The Problem With Childcare

Posted on May 14, 2011


Hello, it’s been over a week. I do hope everyone is well.

I only have good intentions with this post, and I will represent most if not all parents when I insist childcare is a bit of a win-lose situation and then some.


Fun and games. Just don't bring back them germies!

It’s win-lose in the first couple of weeks when the parents are able to show their bloody face at work to please the boss, but completely lose-lose when they are infected with some weird virus passed on to them through their child.

The innocent child is obviously at the mercy of other children, who arrive at childcare in the morning with every known disease known to man.

This is often exacerbated by the staff – who all have good intentions, don’t get me wrong! – who often run out of resource or forget some instructions and the children are all losers.

The statistics aren’t a pretty read. Michele has since gone back to work for three months and Levi in childcare, two.

Out of the last two months, Michele has had to take at least three weeks off to nurse our really sick boy and I too had to use some carer’s leave.

To compound matters further, Levi infects either Michele or myself with a cold or flu virus every so often.

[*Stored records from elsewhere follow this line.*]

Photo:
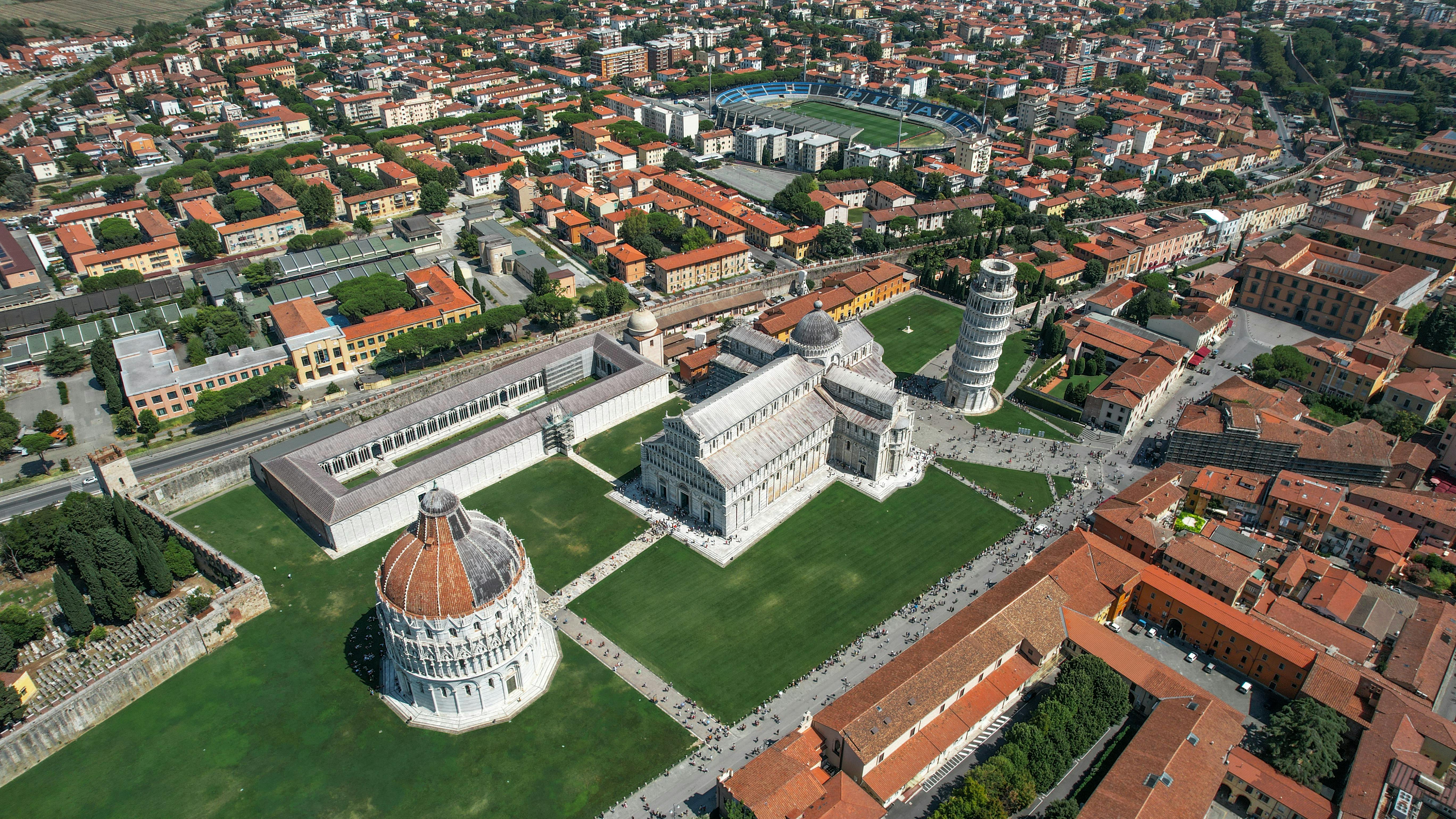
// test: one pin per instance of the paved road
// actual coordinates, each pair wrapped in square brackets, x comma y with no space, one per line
[164,461]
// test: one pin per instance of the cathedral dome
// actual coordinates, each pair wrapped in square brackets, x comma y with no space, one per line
[450,563]
[816,330]
[641,323]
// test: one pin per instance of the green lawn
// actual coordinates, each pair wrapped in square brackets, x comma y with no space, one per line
[880,130]
[283,721]
[935,326]
[557,394]
[360,480]
[560,511]
[1061,391]
[733,638]
[1020,346]
[452,441]
[1027,492]
[619,449]
[1011,417]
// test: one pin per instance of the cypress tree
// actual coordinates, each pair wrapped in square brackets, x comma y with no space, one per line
[155,569]
[6,653]
[117,556]
[72,604]
[118,599]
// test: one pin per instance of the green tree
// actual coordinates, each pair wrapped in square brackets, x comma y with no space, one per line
[47,422]
[72,602]
[369,295]
[148,423]
[63,359]
[181,560]
[118,599]
[433,197]
[1302,741]
[37,444]
[155,568]
[203,239]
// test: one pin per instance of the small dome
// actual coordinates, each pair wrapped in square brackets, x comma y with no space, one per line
[816,329]
[450,563]
[641,323]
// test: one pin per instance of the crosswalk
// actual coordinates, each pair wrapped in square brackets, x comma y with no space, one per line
[970,748]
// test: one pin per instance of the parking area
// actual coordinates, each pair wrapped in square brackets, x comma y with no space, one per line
[1224,681]
[750,180]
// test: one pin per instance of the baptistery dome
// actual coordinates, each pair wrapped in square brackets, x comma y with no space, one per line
[465,642]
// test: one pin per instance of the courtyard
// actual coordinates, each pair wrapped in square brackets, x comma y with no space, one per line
[1027,492]
[619,449]
[1012,419]
[934,323]
[561,512]
[283,721]
[733,638]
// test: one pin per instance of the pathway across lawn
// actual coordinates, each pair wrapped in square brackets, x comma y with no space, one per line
[1027,492]
[1020,346]
[935,326]
[619,451]
[1011,419]
[733,638]
[1061,391]
[561,512]
[283,721]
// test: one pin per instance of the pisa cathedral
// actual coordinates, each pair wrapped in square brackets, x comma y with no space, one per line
[780,412]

I seldom get sick. Rarely, in fact. I did not take a day of sick leave in 2010 because I was generally healthy.

Since Levi began childcare, I’ve already taken two days off.

Currently I’m nursing a virus that inflames my tonsils (swallowing sandpaper anyone?), a violent cough and a brutal cold.

Talk about wrong timing too; we’re still a month away from winter and it’s bloody zero degrees overnight.

A quick check with other parents suggest they feel the same. In an ideal world none of them would send their children to childcare but their career/job beckons.

I too, have a career I’m pursuing and I simply cannot to slack if my dreams are to be fulfilled. Less so Michele, who would rather spend time at home all day everyday with Levi.

However with the increased cost of living in Melbourne, a single-income family is highly unsustainable and Michele is forced to work.

It’s now 7am in the morning and I’m done venting. I need an outlet.

Now if you’d excuse me I have got another violent coughing fit to attend to.